Lent is time to notice God's work, receive God's mercy, pope says

IMAGE: CNS/Paul Haring

By Cindy Wooden

ROME (CNS) — Lent is a time for Christians to get their
hearts in sync with the heart of Jesus, Pope Francis said.

“Let the Lord heal the wounds of sin and fulfill the
prophecy made to our fathers: ‘A new heart I will give you, and a new spirit I
will put within you; and I will take out of your flesh the heart of stone and give
you a heart of flesh,'” the pope said Feb. 14, celebrating Mass and
distributing ashes at the beginning of Lent.

After a brief prayer at the Benedictine’s Monastery of St.
Anselm, Pope Francis made the traditional Ash Wednesday procession to the
Dominican-run Basilica of Santa Sabina on Rome’s Aventine Hill for the Mass.

He received ashes on his head from 93-year-old Cardinal Jozef
Tomko, titular cardinal of the basilica, and he distributed ashes to the
cardinals present, three Benedictines, three Dominicans, an Italian couple with two children and members of the Pontifical Academy for Martyrs, which
promotes the traditional Lenten “station church” pilgrimage in Rome.

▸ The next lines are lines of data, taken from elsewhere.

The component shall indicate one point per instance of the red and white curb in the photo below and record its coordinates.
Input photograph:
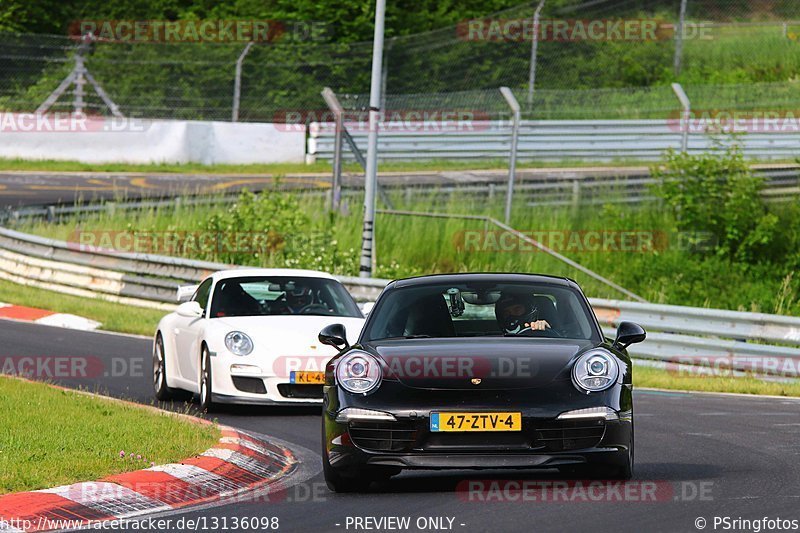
(48, 318)
(240, 463)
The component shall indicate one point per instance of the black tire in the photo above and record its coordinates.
(206, 403)
(163, 393)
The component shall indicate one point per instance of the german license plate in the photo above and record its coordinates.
(476, 421)
(307, 378)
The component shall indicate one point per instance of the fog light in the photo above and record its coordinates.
(350, 414)
(590, 412)
(250, 370)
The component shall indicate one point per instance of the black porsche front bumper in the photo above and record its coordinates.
(545, 441)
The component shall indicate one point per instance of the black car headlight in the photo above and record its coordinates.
(358, 372)
(594, 371)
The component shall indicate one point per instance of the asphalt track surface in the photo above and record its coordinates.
(709, 455)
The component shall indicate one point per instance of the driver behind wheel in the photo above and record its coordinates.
(517, 313)
(298, 299)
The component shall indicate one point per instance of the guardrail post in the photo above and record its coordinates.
(687, 109)
(237, 82)
(678, 59)
(534, 53)
(338, 115)
(576, 196)
(512, 158)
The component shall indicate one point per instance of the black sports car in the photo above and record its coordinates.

In his homily, he said the church gives Christians the 40
days of Lent as a time to reflect on “anything that could dampen or even
corrode our believing heart.”

Everyone experiences temptation, the pope said. Lent is a
time to pause and step back from situations that lead to sin, a time to see how
God is at work in others and in the world and, especially, a time to return to
the Lord, knowing that his mercy is boundless.

Lent, he said, is a time “to allow our hearts to beat
once more in tune with the vibrant heart of Jesus.”

Hitting the reset button, the pope said, requires taking a
pause from “bitter feelings, which never get us anywhere” and from a
frantic pace of life that leaves too little time for family, friends, children,
grandparents and God.

People need to pause from striving to be noticed, from
snooty comments and “haughty looks,” he said; instead, they need to
show tenderness, compassion and even reverence for others.

“Pause for a little while, refrain from the deafening
noise that weakens and confuses our hearing, that makes us forget the fruitful
and creative power of silence,” the pope said.

Use the pauses of Lent “to look and contemplate,”
he suggested. Christians can learn from seeing the gestures others make that
“keep the flame of faith and hope alive.”

“Look at faces alive with God’s tenderness and goodness
working in our midst,” the pope said, pointing to the faces of families
who struggle to survive yet continue to love, the wrinkled faces of the elderly
“that reflect God’s wisdom at work” and the faces of the sick and
their caregivers who “remind us that the value of each person can never be
reduced to a question of calculation or utility.”

“See the remorseful faces of so many who try to repair
their errors and mistakes, and who from their misfortune and suffering, fight to
transform their situations and move forward,” Pope Francis said.

But most of all, he said, “see and contemplate the real
face of Christ crucified out of love for everyone, without exception. For
everyone? Yes, for everyone. To see his face is an invitation filled with hope
for this Lenten time, in order to defeat the demons of distrust, apathy and
resignation.

The invitation, he said, is to “return without fear to
those outstretched, eager arms of your Father, who is rich in mercy, who awaits
you.”

“Return without fear to join in the celebration of
those who are forgiven,” the pope said. “Return without fear to
experience the healing and reconciling tenderness of God.”